Bu mesele gündeme geldiğinde ekseriyetle “Eskiden de adalet tam olarak tecelli etmiyordu” diyenler oluyor. Bir yönüyle doğrudur. Adalet sistemindeki sıkıntı çok eskilere dayansa da, son yıllardaki kadar ‘apaçık adaletsizlik’ çok yaşanan bir durum değildi. Artık adaletsizlik öyle bir noktaya geldi ki, yüksek mahkemelerin başkanları da adaletsizlikten yana şikâyet ediyorlar.
Anayasa Mahkemesinin 60. kuruluş yıldönümü dolayısıyla ‘Yüce Divan Salonu’nda düzenlenen törende konuşan Mahkeme Başkanının şikâyeti de bu noktadan olmuş. Anayasa Mahkemesi Başkanı Zühtü Arslan, dünyanın her yerinde mahkemelerin temel görevinin adaleti sağlamak olduğunu vurgulayarak “Bu hayati bir görevdir zira bireysel, toplumsal ve siyasal hayatın dengesini sağlayan bizatihi adalettir. Bu nedenle de tarih boyunca hemen her toplumda adalet toplumun örgütlü hâli olan devletin bir yandan varlık sebebi diğer yandan da varlığını devam ettirmesinin temel şartı olarak görülmüştür” demiş. (www.anayasa.gov.tr, 25 Nisan 2022)
Uluslararası düzeyde bölgesel insan hakları mahkemelerinin başkan ve üyeleri, uluslararası kuruluşların temsilcileri ile 26 ülkeden anayasa mahkemesi başkan ve üyelerinin de katıldığı toplantıda konuşan Zühtü Arslan şunları da söylemiş:
“Adaletin konuşulmasından ziyade uygulanması ve uygulandığının da görülmesi gerekir. Adaletin tecelli ettiğinin görülmesi, devlete özellikle de adalet dağıtmakla görevli olan yargıya inancı ve güveni tahkim edecektir. (...) Adaletin tecellisi gücü, gücün meşruiyeti adaleti gerektirir. Bu nedenle adalet ve güç buluşturulmalı, bunun için ya adil olan güçlü ya da güçlü olan adil kılınmalıdır. (...) Hangi hükûmet sistemi benimsenirse benimsensin rejimleri demokratik hukuk devleti kılan şartların başında, bağımsız ve tarafsız bir yargının varlığı gelmektedir.
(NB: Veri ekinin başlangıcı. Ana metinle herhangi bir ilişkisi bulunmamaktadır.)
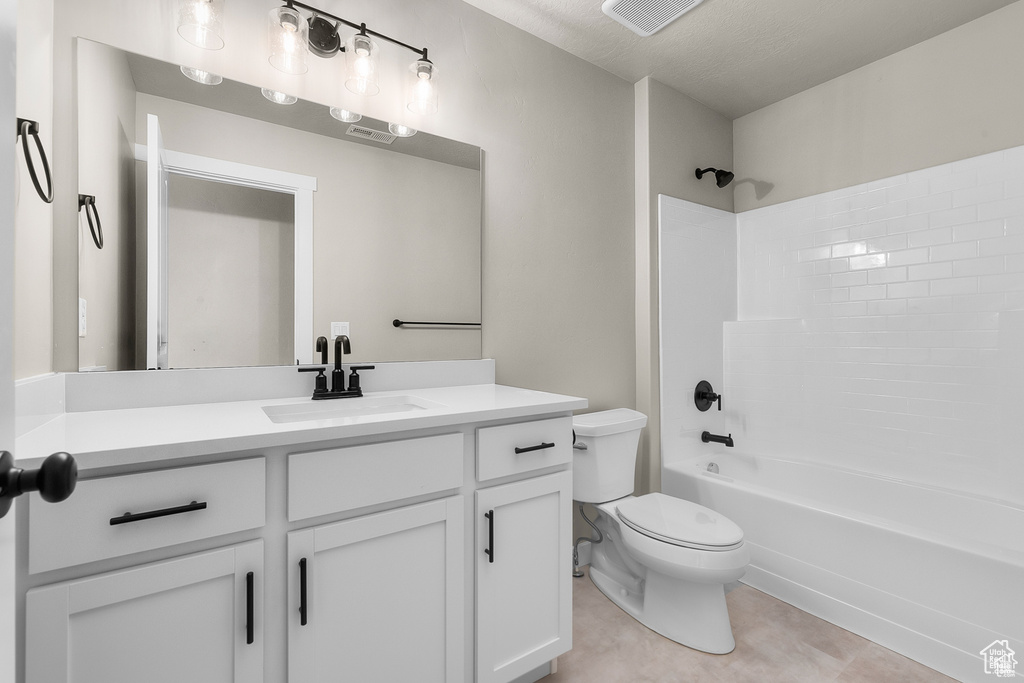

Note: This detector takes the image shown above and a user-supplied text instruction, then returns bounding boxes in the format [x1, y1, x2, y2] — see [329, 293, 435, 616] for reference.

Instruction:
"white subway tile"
[1006, 254, 1024, 272]
[951, 293, 1006, 312]
[887, 281, 930, 299]
[814, 228, 852, 245]
[887, 214, 929, 234]
[866, 234, 908, 253]
[952, 219, 1005, 242]
[832, 271, 868, 288]
[868, 299, 907, 315]
[929, 277, 978, 296]
[979, 272, 1024, 292]
[867, 267, 908, 285]
[832, 211, 869, 229]
[851, 219, 893, 239]
[980, 234, 1024, 256]
[907, 192, 952, 216]
[928, 242, 978, 262]
[928, 205, 978, 229]
[829, 258, 851, 273]
[888, 248, 930, 266]
[831, 242, 868, 258]
[849, 253, 887, 270]
[907, 227, 952, 248]
[798, 245, 831, 262]
[831, 301, 868, 317]
[849, 285, 887, 301]
[952, 256, 1004, 277]
[953, 183, 1004, 208]
[887, 179, 930, 203]
[907, 296, 952, 314]
[978, 196, 1024, 221]
[908, 262, 953, 281]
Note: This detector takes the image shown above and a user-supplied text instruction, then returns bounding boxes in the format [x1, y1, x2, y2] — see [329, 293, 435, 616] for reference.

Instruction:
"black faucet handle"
[298, 366, 328, 394]
[347, 365, 376, 393]
[694, 380, 723, 412]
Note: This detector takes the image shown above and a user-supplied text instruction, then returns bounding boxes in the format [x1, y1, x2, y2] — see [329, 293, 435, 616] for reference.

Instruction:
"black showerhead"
[695, 167, 735, 188]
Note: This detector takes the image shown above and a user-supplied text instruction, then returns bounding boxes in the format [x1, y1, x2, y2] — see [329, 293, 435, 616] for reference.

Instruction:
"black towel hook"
[78, 194, 104, 250]
[16, 118, 53, 204]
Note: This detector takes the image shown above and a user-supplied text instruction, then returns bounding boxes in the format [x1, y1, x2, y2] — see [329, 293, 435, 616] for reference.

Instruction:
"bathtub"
[662, 453, 1024, 682]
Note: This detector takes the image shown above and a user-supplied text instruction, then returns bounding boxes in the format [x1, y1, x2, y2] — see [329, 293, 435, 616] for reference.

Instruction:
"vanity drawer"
[476, 416, 572, 482]
[288, 433, 464, 522]
[29, 458, 266, 574]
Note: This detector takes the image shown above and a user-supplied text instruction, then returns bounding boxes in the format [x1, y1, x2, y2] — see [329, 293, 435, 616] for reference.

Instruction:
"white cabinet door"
[26, 540, 263, 683]
[476, 471, 572, 683]
[288, 497, 464, 683]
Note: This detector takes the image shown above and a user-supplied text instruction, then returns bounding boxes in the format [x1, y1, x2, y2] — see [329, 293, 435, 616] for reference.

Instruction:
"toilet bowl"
[573, 409, 748, 654]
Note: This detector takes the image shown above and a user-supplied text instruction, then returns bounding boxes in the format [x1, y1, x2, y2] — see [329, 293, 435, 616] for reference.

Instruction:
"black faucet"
[333, 335, 351, 392]
[701, 431, 734, 447]
[298, 335, 375, 400]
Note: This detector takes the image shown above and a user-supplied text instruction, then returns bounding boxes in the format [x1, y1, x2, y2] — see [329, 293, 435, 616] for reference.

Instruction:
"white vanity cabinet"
[475, 418, 574, 683]
[287, 497, 464, 683]
[26, 540, 264, 683]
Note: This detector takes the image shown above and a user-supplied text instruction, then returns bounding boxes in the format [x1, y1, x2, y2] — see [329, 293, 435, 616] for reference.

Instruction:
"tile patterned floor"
[547, 569, 955, 683]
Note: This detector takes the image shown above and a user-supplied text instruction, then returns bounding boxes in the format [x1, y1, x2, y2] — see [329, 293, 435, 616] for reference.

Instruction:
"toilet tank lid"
[573, 408, 648, 437]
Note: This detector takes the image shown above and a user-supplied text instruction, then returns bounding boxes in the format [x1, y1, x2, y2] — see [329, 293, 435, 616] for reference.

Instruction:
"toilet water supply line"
[573, 503, 603, 578]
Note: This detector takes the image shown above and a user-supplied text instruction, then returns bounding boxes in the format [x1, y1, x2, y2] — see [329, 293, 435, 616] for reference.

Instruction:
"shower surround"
[658, 143, 1024, 681]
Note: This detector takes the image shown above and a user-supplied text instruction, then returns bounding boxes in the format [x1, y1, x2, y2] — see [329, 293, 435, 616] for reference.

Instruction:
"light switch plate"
[331, 322, 350, 338]
[78, 298, 87, 337]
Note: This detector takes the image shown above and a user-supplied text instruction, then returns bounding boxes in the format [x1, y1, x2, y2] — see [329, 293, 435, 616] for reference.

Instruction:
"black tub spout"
[701, 431, 734, 447]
Yargı bağımsızlığının temel hak ve özgürlüklerin güvence altına alınabilmesinin ön şartı olduğu da artık hepimizin malumudur. (...) Unutmamak gerekir ki adalet ancak onu uygulayacak kişilerin adil olmasıyla sağlanabilir.”
Konuşmanın yapıldığı toplantıya hem iktidarı hem de muhalefeti temsilen çok sayıda siyasetçi ve idareci katılmış. Muhtemeldir ki onlar da Türkiye’deki adaletsizliğin farkında. Ne var ki iktidar mensupları mevcut adaletsizlikten istifade ettikleri için itiraz seslerini yükseltmiyorlar. Oysa adaletsizlik iktidara da zarar verir. Zulme ve haksızlığa uğrayanların ‘ah’ı en başta Türkiye’yi idare edenlere ulaşmaz mı?
İdam iddiasıyla yargılananların beraat ettiği, beraat edenlerin bir şekilde yeniden yargılanıp ömür boyu hapse mahkûm edildiği bir sistemde gerçek adaletin tecelli ettiğini kim söyleyebilir?
AYM Başkanı Arslan’ın da ifade ettiği üzere adalet, devletin varlık sebebi ve varlığını devam ettirmesinin temel şartıdır. Lütfen, ‘temel’ sağlam kalsın.